Abstract
Summary
Large numbers of rare and unique titin missense variants have been discovered in both healthy and disease cohorts, thus the correct classification of variants as pathogenic or non-pathogenic has become imperative. Due to titin’s large size (363 coding exons), current web applications are unable to map titin variants to domain structures. Here, we present a web application, TITINdb, which integrates titin structure, variant, sequence and isoform information, along with pre-computed predictions of the impact of non-synonymous single nucleotide variants, to facilitate the correct classification of titin variants.

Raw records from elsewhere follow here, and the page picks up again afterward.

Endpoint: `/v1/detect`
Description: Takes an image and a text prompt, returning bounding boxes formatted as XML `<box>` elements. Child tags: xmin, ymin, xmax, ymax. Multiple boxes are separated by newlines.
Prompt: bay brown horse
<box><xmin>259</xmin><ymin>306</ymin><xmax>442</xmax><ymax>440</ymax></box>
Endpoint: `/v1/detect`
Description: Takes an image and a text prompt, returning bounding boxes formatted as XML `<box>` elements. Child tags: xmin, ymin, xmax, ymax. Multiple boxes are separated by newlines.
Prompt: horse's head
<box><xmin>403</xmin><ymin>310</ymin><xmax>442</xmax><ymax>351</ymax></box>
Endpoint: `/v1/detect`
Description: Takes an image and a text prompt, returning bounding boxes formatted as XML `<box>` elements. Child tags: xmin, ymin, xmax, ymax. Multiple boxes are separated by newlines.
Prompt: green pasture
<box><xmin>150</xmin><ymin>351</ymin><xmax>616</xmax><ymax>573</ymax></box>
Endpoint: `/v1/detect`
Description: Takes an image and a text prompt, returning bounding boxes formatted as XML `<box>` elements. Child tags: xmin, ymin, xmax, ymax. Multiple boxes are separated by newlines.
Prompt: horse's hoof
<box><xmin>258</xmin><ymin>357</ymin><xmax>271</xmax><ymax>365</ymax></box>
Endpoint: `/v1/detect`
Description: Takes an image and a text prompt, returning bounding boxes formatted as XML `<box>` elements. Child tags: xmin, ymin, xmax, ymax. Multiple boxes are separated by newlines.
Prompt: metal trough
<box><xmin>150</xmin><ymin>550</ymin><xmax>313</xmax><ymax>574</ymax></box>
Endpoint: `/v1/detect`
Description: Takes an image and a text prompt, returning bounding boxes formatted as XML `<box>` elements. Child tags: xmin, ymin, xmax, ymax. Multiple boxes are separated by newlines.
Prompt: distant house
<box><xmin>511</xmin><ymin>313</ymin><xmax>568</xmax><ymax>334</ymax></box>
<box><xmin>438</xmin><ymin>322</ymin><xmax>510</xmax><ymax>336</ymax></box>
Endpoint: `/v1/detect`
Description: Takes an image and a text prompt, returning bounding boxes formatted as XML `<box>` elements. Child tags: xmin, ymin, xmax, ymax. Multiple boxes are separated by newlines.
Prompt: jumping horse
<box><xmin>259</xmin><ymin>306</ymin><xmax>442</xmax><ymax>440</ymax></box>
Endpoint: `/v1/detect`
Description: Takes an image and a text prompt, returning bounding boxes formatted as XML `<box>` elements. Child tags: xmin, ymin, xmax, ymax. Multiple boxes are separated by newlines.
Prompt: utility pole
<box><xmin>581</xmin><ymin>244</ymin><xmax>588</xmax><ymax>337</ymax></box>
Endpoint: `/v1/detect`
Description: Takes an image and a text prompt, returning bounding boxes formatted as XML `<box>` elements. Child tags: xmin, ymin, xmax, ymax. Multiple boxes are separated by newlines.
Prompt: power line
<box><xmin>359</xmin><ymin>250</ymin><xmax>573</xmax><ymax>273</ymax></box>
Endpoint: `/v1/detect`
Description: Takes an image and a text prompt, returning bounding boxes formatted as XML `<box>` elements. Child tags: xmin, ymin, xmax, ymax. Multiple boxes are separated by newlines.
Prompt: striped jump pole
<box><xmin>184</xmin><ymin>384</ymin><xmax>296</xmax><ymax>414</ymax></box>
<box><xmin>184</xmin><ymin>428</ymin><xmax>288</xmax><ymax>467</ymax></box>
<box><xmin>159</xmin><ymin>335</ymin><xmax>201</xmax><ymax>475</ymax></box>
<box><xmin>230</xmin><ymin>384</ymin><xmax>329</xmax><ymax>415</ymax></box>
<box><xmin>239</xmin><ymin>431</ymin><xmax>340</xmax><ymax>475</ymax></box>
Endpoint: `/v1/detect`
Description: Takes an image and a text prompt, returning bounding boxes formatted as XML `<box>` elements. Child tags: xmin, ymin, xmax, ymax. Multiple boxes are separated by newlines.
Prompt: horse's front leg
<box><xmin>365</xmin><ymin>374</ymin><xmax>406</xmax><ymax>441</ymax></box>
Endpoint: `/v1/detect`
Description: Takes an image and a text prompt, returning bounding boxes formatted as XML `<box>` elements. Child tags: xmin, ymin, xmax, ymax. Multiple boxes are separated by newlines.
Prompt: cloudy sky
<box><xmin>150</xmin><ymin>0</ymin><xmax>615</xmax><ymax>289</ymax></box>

Availability and implementation
TITINdb can be freely accessed at http://fraternalilab.kcl.ac.uk/TITINdb
Supplementary information
Supplementary data are available at Bioinformatics online.
1 Introduction
The giant protein titin, encoded by the gene TTN, is 35 991 amino acids in length [inferred complete (IC) isoform], weighs over 4000 kDa and spans half a sarcomere. Since the advent of next generation sequencing (NGS) technology, a number of titin missense variants, both recessive and dominant, have been associated with disease (both skeletal and cardiac forms of myopathy) (Chauveau et al., 2014a; Hastings et al., 2016; Helle et al., 2016; Savarese et al., 2016), including those which can lead to sudden cardiac death [e.g. hypertrophic cardiomyopathy (HCM)]. Unfortunately, due to titin’s large size, even the majority of healthy individuals possess one or more rare titin missense variants (Lopes et al., 2013). This results in the paradox that rare titin variants are commonly found; therefore, pathogenicity cannot be inferred from frequency alone. To complicate matters further, it has recently been shown that certain titin variants can be pathogenic in particular constellations or act as phenotype modifiers (Evilä et al., 2014). One such scenario is the inheritance of a truncating variant along with a rare or unique missense variant in compound heterozygosity [as has been observed in childhood core myopathy with heart disease, with rare recessive mutations also found in the general population (Chauveau et al., 2014b)]. In light of this information, we believe the assessment of the impact of non-synonymous single nucleotide variants (nsSNVs) at the molecular level to be essential, and propose that in silico analyses can be used to prioritise variants for further experimental investigation. We have created TITINdb to facilitate such prioritization.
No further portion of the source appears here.